AI in Medicine: Curae ex Machina
Posts
Beware the Mirage: How Physicians Can Prevent Erroneous Citations When Using Generative AI

Beware the Mirage: How Physicians Can Prevent Erroneous Citations When Using Generative AI

Campion Quinn
April 12, 2025

By Campion Quinn, MD

The Rise of AI in Medical Writing

Generative AI is becoming a powerful assistant in medical writing. From summarizing clinical notes to helping craft review articles and patient instructions, large language models (LLMs) like ChatGPT, Claude, and Med-PaLM are increasingly popular among physicians. In a 2023 survey of clinicians by Stanford Medicine, nearly 28% of respondents reported using AI tools in some capacity for drafting documentation, research, or presentations[^1].

However, with this convenience comes a significant challenge: AI-generated hallucinations. One of the most dangerous forms involves fake citations—references that look authentic but do not actually exist. These phantom sources often include plausible-sounding article titles, real journal names, and fabricated DOIs. When not caught, they can compromise scientific integrity, mislead readers, and propagate misinformation in clinical and academic settings.

---

A Case of Misplaced Trust

Consider the case of a hospitalist preparing a grand rounds presentation on new treatments for atrial fibrillation. They ask ChatGPT to “list five recent randomized controlled trials on atrial fibrillation management and cite them in AMA format.” The model quickly produces five polished references, complete with journal names, issue numbers, and PMIDs.

On closer inspection, however, two of the articles are completely fictional. The titles are not listed in PubMed, the author combinations are incorrect, and the DOIs are invalid. Had these gone unnoticed, the physician could have presented data that had never been published—an outcome that risks professional embarrassment or worse.

---

How AI Hallucinates Citations

At its core, an LLM is a probabilistic text generator. It does not search PubMed or clinical databases in real time. Instead, it predicts the next most likely word or phrase based on patterns learned during training. When prompted for a citation, it assembles text that statistically resembles real academic references.

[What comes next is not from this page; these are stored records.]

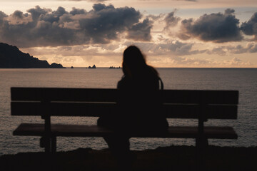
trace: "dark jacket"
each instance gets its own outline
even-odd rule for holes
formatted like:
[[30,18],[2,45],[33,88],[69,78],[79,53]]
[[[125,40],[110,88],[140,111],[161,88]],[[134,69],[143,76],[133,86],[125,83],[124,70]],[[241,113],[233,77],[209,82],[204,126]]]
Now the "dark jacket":
[[168,128],[160,112],[160,78],[151,70],[130,78],[124,76],[118,83],[117,110],[100,117],[98,125],[127,131],[163,130]]

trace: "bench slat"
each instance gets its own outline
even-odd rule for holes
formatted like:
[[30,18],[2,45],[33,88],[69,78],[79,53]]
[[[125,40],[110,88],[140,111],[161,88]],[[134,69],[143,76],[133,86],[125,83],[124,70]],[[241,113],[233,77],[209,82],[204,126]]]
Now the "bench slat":
[[[47,106],[46,106],[47,105]],[[46,111],[46,108],[49,108]],[[11,102],[12,115],[101,116],[116,110],[115,103],[49,103]],[[198,118],[198,105],[164,104],[160,113],[168,118]],[[207,118],[236,119],[237,105],[210,105],[203,110]],[[121,113],[122,115],[122,113]]]
[[[21,123],[13,133],[14,135],[42,136],[44,124]],[[111,130],[97,125],[51,125],[51,133],[55,136],[70,137],[103,137],[111,134]],[[168,128],[168,133],[134,133],[131,135],[137,138],[196,138],[198,136],[197,127]],[[237,139],[238,136],[231,127],[205,127],[204,135],[207,138]]]
[[[11,88],[11,100],[116,101],[112,88]],[[160,90],[164,103],[238,104],[238,90]]]

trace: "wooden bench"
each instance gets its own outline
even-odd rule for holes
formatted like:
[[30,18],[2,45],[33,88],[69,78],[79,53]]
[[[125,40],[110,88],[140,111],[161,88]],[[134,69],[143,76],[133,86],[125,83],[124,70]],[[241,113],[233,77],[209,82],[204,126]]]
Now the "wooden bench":
[[[99,117],[116,107],[117,89],[11,88],[11,115],[41,116],[44,124],[21,123],[14,135],[40,136],[46,152],[56,151],[56,137],[103,137],[113,133],[97,125],[51,124],[51,116]],[[170,125],[168,133],[133,133],[136,138],[196,139],[203,149],[208,139],[236,139],[232,127],[205,126],[210,119],[236,119],[238,91],[163,90],[160,112],[167,118],[198,120],[197,126]]]

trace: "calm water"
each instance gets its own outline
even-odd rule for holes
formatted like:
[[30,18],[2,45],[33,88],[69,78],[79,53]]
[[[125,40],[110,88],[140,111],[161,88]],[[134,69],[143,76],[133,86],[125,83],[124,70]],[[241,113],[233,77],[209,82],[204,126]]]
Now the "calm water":
[[[233,126],[238,139],[209,140],[220,146],[257,145],[256,68],[158,68],[166,89],[238,90],[238,119],[208,121],[206,125]],[[40,117],[11,116],[10,88],[64,87],[116,88],[122,76],[121,69],[0,69],[0,155],[19,152],[44,151],[39,137],[13,136],[21,123],[43,123]],[[53,123],[96,124],[97,118],[53,118]],[[192,120],[169,120],[170,125],[196,124]],[[132,150],[153,149],[171,145],[194,145],[191,139],[131,138]],[[101,138],[58,138],[57,150],[79,147],[107,147]]]

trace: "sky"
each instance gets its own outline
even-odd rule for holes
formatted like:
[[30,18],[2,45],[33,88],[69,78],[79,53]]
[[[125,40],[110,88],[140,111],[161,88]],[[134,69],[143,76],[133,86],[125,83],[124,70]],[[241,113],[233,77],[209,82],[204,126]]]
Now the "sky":
[[66,67],[257,67],[256,0],[0,0],[0,42]]

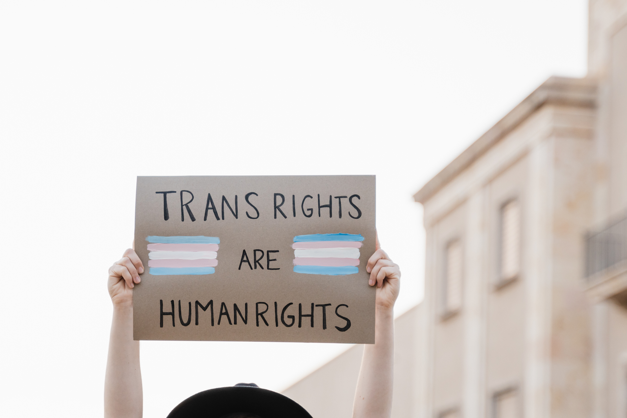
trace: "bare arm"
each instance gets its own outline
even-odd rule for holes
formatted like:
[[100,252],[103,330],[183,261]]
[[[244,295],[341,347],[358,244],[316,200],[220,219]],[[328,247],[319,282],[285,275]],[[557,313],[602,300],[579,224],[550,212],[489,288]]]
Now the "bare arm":
[[366,344],[359,370],[354,418],[389,418],[394,380],[394,304],[401,271],[381,249],[368,260],[371,286],[377,286],[375,343]]
[[143,409],[139,342],[133,340],[133,288],[144,266],[135,251],[109,268],[108,289],[113,304],[109,352],[105,375],[105,417],[141,418]]

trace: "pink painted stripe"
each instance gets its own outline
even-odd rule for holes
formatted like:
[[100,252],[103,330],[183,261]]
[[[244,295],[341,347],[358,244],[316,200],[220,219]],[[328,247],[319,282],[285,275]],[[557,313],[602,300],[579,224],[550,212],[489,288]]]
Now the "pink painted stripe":
[[166,260],[148,260],[149,267],[215,267],[218,260],[215,258],[201,258],[198,260],[179,260],[169,259]]
[[359,258],[335,258],[329,257],[325,258],[297,257],[294,259],[295,266],[328,266],[330,267],[342,267],[342,266],[359,266]]
[[217,251],[217,244],[149,244],[149,251]]
[[323,241],[312,243],[294,243],[294,249],[307,248],[361,248],[361,243],[354,241]]

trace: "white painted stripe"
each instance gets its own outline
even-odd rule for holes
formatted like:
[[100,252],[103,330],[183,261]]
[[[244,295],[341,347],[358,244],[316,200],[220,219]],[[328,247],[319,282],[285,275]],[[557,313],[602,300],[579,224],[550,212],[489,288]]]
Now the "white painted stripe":
[[310,248],[295,249],[295,257],[333,258],[359,258],[359,248]]
[[151,260],[198,260],[216,257],[217,251],[150,251],[148,254],[148,258]]

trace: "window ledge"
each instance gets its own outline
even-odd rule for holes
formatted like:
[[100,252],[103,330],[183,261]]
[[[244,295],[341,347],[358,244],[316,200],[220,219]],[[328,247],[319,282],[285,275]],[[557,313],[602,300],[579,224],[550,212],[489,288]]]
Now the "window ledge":
[[516,274],[515,276],[512,276],[508,279],[501,279],[497,283],[494,283],[494,290],[498,291],[503,289],[503,288],[507,287],[512,283],[517,281],[518,280],[518,278],[519,275]]
[[446,311],[440,315],[440,320],[443,322],[446,321],[453,318],[453,316],[456,316],[457,314],[458,314],[461,310],[461,309],[456,309],[455,310]]

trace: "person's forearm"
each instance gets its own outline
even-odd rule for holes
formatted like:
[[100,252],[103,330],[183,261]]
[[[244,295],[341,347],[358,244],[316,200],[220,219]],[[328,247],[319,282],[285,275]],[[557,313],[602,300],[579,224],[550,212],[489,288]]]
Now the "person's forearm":
[[375,343],[366,344],[359,370],[354,418],[388,418],[394,380],[394,311],[377,309]]
[[105,417],[140,418],[139,342],[133,340],[133,306],[113,306],[105,375]]

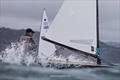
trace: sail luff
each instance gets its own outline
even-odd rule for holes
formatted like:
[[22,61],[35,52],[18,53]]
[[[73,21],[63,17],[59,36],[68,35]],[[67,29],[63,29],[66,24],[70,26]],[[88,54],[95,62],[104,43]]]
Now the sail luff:
[[96,54],[96,0],[65,0],[45,37]]
[[42,36],[44,36],[46,34],[48,28],[49,28],[49,20],[48,20],[47,14],[46,14],[46,10],[44,8],[43,14],[42,14],[42,19],[41,19],[40,36],[39,36],[39,50],[38,50],[39,57],[41,57],[41,58],[45,57],[43,55],[46,55],[46,57],[50,56],[56,50],[54,44],[46,42],[46,41],[42,40],[42,38],[41,38]]

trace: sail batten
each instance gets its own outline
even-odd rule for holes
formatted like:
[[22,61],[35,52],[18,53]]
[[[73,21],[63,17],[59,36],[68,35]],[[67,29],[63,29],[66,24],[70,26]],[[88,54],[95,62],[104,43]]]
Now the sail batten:
[[44,37],[96,55],[98,48],[96,5],[96,0],[65,0]]

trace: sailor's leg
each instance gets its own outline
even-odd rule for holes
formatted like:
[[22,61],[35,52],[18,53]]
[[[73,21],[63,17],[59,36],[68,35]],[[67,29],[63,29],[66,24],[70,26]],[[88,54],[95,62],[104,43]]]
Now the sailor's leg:
[[97,57],[97,64],[101,64],[101,59]]

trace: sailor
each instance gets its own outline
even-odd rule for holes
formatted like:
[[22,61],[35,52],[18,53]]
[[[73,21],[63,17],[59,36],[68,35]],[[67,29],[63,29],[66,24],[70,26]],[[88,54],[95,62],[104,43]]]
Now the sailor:
[[24,45],[24,54],[32,55],[34,58],[37,57],[37,45],[35,44],[35,41],[33,40],[33,34],[35,32],[28,28],[26,29],[26,33],[24,36],[21,36],[19,39],[19,42],[21,45]]

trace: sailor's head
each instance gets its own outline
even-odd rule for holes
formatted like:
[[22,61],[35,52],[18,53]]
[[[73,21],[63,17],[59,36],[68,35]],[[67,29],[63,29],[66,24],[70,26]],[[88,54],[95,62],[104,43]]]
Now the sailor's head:
[[35,33],[35,32],[32,29],[30,29],[30,28],[26,29],[26,35],[27,36],[32,37],[33,33]]

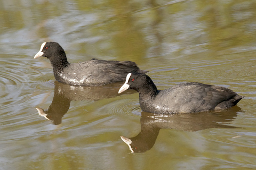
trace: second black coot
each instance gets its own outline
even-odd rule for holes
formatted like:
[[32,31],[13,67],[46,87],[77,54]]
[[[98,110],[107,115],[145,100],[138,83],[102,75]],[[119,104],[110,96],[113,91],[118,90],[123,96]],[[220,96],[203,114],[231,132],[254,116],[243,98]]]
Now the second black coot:
[[118,93],[134,89],[139,94],[144,112],[153,113],[189,113],[223,110],[233,107],[243,97],[228,88],[197,82],[188,82],[158,90],[145,74],[129,73]]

This phenomenon—termed “hallucination”—occurs for several reasons:

1. Lack of Real-Time Verification: Unless connected to a search-enabled tool (e.g., Bing, Scite, or PubMed plugins), the model cannot distinguish between actual and fabricated content[^2].

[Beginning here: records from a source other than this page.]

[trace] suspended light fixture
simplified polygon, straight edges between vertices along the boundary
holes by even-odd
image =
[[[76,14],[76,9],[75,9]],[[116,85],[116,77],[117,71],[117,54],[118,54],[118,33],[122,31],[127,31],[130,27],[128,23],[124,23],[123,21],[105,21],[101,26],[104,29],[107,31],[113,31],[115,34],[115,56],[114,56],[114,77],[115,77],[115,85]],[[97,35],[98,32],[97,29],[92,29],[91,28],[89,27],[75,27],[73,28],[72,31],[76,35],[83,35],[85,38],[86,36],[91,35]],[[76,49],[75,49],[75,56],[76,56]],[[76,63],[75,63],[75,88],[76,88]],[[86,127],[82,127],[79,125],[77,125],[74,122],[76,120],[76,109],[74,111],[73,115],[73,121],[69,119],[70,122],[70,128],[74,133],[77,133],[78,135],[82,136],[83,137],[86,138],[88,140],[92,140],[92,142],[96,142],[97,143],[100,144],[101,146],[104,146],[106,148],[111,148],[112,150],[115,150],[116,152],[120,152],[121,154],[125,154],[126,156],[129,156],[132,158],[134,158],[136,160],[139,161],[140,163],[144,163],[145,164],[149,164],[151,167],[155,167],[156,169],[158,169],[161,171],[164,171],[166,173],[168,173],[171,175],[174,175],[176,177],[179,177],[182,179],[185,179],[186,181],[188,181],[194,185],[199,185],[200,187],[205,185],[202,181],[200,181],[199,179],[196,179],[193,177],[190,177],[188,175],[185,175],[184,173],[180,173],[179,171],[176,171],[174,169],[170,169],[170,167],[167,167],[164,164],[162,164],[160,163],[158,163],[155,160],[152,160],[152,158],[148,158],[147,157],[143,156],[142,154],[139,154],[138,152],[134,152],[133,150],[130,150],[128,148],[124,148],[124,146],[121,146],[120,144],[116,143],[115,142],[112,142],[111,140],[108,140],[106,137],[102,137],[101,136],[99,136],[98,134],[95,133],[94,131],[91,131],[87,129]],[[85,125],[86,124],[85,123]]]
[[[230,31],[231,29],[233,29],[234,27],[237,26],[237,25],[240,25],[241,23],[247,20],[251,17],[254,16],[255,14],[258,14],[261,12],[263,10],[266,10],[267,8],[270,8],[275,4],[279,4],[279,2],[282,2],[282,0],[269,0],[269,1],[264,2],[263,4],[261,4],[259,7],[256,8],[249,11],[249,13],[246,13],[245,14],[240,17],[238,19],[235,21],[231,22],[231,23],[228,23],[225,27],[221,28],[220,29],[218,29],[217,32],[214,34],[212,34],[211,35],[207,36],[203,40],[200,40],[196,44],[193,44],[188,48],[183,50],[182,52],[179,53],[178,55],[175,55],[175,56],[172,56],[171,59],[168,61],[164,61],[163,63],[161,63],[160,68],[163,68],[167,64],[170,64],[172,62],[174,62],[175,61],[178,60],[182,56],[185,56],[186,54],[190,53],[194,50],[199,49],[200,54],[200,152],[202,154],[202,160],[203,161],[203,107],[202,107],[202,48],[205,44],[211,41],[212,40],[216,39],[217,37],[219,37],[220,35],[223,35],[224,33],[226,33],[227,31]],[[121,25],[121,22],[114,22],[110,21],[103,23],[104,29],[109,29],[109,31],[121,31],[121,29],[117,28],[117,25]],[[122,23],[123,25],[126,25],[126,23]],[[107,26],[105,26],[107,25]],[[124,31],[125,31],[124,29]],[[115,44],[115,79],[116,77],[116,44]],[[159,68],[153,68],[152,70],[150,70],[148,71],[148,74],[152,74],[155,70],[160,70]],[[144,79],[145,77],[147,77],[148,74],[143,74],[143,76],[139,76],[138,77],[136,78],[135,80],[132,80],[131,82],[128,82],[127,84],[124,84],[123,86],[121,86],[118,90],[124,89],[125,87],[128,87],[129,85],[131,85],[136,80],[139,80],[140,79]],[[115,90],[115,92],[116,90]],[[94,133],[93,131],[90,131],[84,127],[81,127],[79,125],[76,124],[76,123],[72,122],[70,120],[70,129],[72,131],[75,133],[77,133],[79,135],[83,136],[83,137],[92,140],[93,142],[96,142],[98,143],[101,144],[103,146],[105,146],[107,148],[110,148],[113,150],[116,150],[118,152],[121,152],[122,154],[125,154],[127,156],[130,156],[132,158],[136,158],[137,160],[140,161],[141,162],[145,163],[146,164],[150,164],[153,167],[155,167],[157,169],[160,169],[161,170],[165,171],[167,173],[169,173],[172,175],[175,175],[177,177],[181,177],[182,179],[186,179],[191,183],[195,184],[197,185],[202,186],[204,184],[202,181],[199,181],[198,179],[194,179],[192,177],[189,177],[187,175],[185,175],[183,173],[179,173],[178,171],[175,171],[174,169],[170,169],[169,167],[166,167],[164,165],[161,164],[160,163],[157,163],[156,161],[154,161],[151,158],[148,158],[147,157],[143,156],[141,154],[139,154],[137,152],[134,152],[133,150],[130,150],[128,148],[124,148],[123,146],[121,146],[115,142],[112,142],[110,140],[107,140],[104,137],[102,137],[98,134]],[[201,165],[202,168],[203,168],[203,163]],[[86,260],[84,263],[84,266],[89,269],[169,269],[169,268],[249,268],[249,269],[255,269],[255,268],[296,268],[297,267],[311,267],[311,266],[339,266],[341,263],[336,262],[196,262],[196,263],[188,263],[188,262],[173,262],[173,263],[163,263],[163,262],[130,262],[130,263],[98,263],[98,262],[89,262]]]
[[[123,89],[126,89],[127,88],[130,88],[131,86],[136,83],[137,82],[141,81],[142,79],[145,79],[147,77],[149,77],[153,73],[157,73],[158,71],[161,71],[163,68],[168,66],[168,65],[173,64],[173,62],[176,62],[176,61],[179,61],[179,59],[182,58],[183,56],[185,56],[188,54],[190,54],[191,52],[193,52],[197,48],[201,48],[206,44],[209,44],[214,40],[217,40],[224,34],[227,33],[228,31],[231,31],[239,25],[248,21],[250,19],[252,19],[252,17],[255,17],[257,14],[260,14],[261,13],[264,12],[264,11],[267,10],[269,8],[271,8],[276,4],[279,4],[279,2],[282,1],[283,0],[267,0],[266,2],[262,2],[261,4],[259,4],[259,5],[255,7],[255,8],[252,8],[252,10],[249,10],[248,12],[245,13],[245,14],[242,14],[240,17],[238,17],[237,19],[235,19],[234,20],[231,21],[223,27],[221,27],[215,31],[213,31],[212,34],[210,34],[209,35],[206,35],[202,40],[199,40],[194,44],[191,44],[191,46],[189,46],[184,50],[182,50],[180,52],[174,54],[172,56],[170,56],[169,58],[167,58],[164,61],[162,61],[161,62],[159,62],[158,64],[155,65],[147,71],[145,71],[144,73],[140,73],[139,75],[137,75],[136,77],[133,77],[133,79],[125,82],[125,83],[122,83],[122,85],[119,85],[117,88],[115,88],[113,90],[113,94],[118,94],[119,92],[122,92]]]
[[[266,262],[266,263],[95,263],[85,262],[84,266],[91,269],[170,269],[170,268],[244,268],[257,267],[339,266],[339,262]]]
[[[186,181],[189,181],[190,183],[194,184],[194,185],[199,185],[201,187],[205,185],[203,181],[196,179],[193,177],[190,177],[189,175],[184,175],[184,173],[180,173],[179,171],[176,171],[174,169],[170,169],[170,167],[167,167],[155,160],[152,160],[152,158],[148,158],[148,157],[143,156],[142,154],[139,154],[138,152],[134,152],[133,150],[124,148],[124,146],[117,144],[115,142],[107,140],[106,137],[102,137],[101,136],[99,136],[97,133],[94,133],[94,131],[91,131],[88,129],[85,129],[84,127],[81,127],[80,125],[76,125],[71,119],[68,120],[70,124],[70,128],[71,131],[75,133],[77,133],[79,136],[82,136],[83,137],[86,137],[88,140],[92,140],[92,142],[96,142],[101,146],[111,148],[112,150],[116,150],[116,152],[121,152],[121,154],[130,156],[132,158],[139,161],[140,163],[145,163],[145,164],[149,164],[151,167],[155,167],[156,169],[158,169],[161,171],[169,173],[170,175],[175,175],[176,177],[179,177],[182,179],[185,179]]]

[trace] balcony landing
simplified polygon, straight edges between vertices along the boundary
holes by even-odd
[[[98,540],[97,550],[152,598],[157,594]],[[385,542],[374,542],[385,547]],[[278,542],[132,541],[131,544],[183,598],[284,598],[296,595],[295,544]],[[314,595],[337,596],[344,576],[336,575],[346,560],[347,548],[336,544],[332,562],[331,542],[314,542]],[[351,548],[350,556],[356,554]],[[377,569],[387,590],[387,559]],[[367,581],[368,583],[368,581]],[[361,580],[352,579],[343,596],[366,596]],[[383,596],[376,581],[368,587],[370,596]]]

2. Overgeneralization: LLMs generalize from their training data. If they “see” thousands of reference formats, they learn to reproduce those formats—even without understanding factual accuracy[^3].

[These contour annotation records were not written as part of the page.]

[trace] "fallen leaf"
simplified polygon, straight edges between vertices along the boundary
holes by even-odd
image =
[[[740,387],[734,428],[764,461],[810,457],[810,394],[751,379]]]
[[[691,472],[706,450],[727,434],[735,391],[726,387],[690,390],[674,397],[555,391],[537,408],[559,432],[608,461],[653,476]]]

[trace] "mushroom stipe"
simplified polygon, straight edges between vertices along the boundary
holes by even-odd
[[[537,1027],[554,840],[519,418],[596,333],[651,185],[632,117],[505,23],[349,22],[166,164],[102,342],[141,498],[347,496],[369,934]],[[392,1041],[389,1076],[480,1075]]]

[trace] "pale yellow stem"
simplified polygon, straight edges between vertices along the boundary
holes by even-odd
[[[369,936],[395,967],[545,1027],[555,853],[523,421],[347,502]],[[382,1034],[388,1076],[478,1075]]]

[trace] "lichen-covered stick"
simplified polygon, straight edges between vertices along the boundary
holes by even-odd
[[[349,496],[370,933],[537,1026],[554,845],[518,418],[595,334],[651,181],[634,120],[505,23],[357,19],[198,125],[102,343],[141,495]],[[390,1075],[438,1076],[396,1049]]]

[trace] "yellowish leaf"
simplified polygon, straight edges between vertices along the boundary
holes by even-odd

3. Ambiguous Prompts: Vague queries like “give me studies about diabetes” invite the model to fill gaps with statistically probable—but not verified—content.

---

The Scale of the Problem

This issue is not confined to medicine. A March 2024 report by the Columbia Journalism Review tested eight AI-powered search tools, including You.com, Perplexity, and Arc. All engines demonstrated a tendency to misattribute, fabricate, or mangle citations. In several instances, articles were credited to the wrong outlets or didn’t exist at all[^4].

These findings echo a 2023 study in JAMA which documented that LLMs like ChatGPT fabricated citations in over 50% of trials where users requested references for medical topics[^5].

---

Clinical and Ethical Risks

Physicians bear a heightened responsibility when leveraging AI in writing. The risks of citation errors extend beyond academic inconvenience:

- Patient Harm: Decisions based on fictitious sources can lead to inappropriate management.
- Misinformation Spread: Published errors may be cited by others, compounding inaccuracies.
- Legal Consequences: Use of unverified citations in medico-legal documents could be challenged in court.
- Professional Repercussions: Journals and institutions may retract or penalize work that contains fabricated references.

---

Recommendations to Prevent AI Citation Errors

Physicians can protect themselves by integrating simple but effective safeguards:

1. **Use Verified AI Tools with Retrieval Capability
Opt for AI platforms that link to real-time, indexed sources. Tools like Scite.ai, Consensus, and Perplexity with academic mode provide citations tied to existing literature. However, links and metadata must be independently verified[6].

2. Manually Validate All Citations
Before including any AI-generated reference:
- Confirm the article exists in PubMed, Google Scholar, or journal databases.
- Cross-check authors, publication dates, and DOI accuracy.
- Review the abstract or full text to ensure relevance.

3. Prompt for Titles or Ideas, Not Full Citations
Avoid asking for references outright. Instead, prompt AI with:
- “List recent trials related to X topic.”
- “Summarize findings of major studies in the last 5 years.”
Once articles are identified independently, you can prompt: “Format this in AMA style.”

4. Set Custom Instructions or Prompts to Minimize Hallucinations
Configure your AI interface with specific guardrails. Examples include:
> “Only cite sources that you can verify exist. Do not fabricate references. If unsure, say so.”

This will not eliminate hallucinations, but it reduces frequency and alerts the user to uncertainty.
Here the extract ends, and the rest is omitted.